In his 100-page decision, Judge Frederick Block awarded the maximum of $150,000 for each of 45 murals that were destroyed in the dark of night without warning at the Long Island City warehouse complex that was torn down a year later to make way for two residential towers.
“The legacy of 5Pointz may be this ruling and the clear statement that aerosol art and public art are not disposable. The 21 plaintiffs, including myself, believed in the law and stood up for our rights, we believed in the value of our art and we were heard,” 5Pointz Founder and Curator Jonathan “Meres” Cohen said. “The art adorning 5Pointz is gone and can never be replaced, the 7 train commute will never be the same, but Honorable Judge Block’s judgement is historical for generations of artists all around the country. 5Pointz art was a true form of free speech, and this ruling honors this great American tradition of standing up for our rights.”

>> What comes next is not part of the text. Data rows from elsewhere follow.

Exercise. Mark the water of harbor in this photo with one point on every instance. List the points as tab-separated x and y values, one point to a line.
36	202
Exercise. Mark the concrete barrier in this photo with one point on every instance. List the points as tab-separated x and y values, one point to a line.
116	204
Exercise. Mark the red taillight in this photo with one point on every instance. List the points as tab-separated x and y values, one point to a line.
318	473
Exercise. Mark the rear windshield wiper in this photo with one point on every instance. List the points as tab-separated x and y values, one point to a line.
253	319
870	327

The ruling followed a three-week trial at Federal District Court in November with a jury finding Wolkoff had violated the federal Visual Artists Rights Act which was enacted in 1990, granting artists the rights to prevent intentional modification of their visual artworks and the destruction or mutilation of artworks “of a recognized stature.” It is the first time VARA has been used to protect aerosol artwork.

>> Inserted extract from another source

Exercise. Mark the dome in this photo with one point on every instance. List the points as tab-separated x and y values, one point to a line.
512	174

In his decision, Judge Block wrote, “If not for Wolkoff’s insolence, these damages would not have been assessed. If he did not destroy 5Pointz until he received his permits and demolished it 10 months later, the Court would not have found that he had acted willfully.”

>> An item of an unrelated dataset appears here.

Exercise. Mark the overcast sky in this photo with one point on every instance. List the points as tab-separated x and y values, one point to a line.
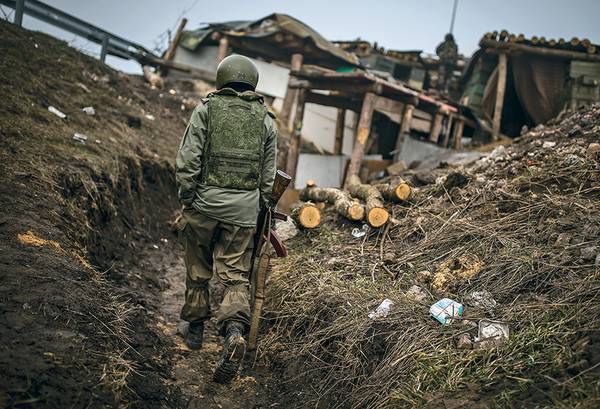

Wolkoff was stunned by the judge’s ruling.
“What permits?” he asked. “Have you ever had to deal with the City of New York? I could have waited years for those permits. It’s an insane decision and I’m going to go through the appeal process. Why would he think any differently if it was two days or six months? I’ll appeal it and we’ll go from there.”
Court documents labeled Wolkoff a “difficult witness” who was argumentative and prone to tangents and non-responsive answers.
“I was going insane, I couldn’t believe I was there, in a courtroom being sued by people I allowed to paint on my building,” Wolkoff said. “I had no idea why I was being sued in the first place.”
Block, meanwhile, praised the artists who “have conducted themselves with dignity, maturity, respect, and at all times within the law” adding their behavior contributed to his decision to award them significant damages.
“This legal process was trying and difficult on all of us but in the end to see the rights of art prevail in New York City is extremely rewarding and emotional,” Cohen said. “As a curator seeing over 10 years of my work recognized and valued, and knowing that justice sided with the artists who selflessly painted at 5Pointz, is the biggest victory.”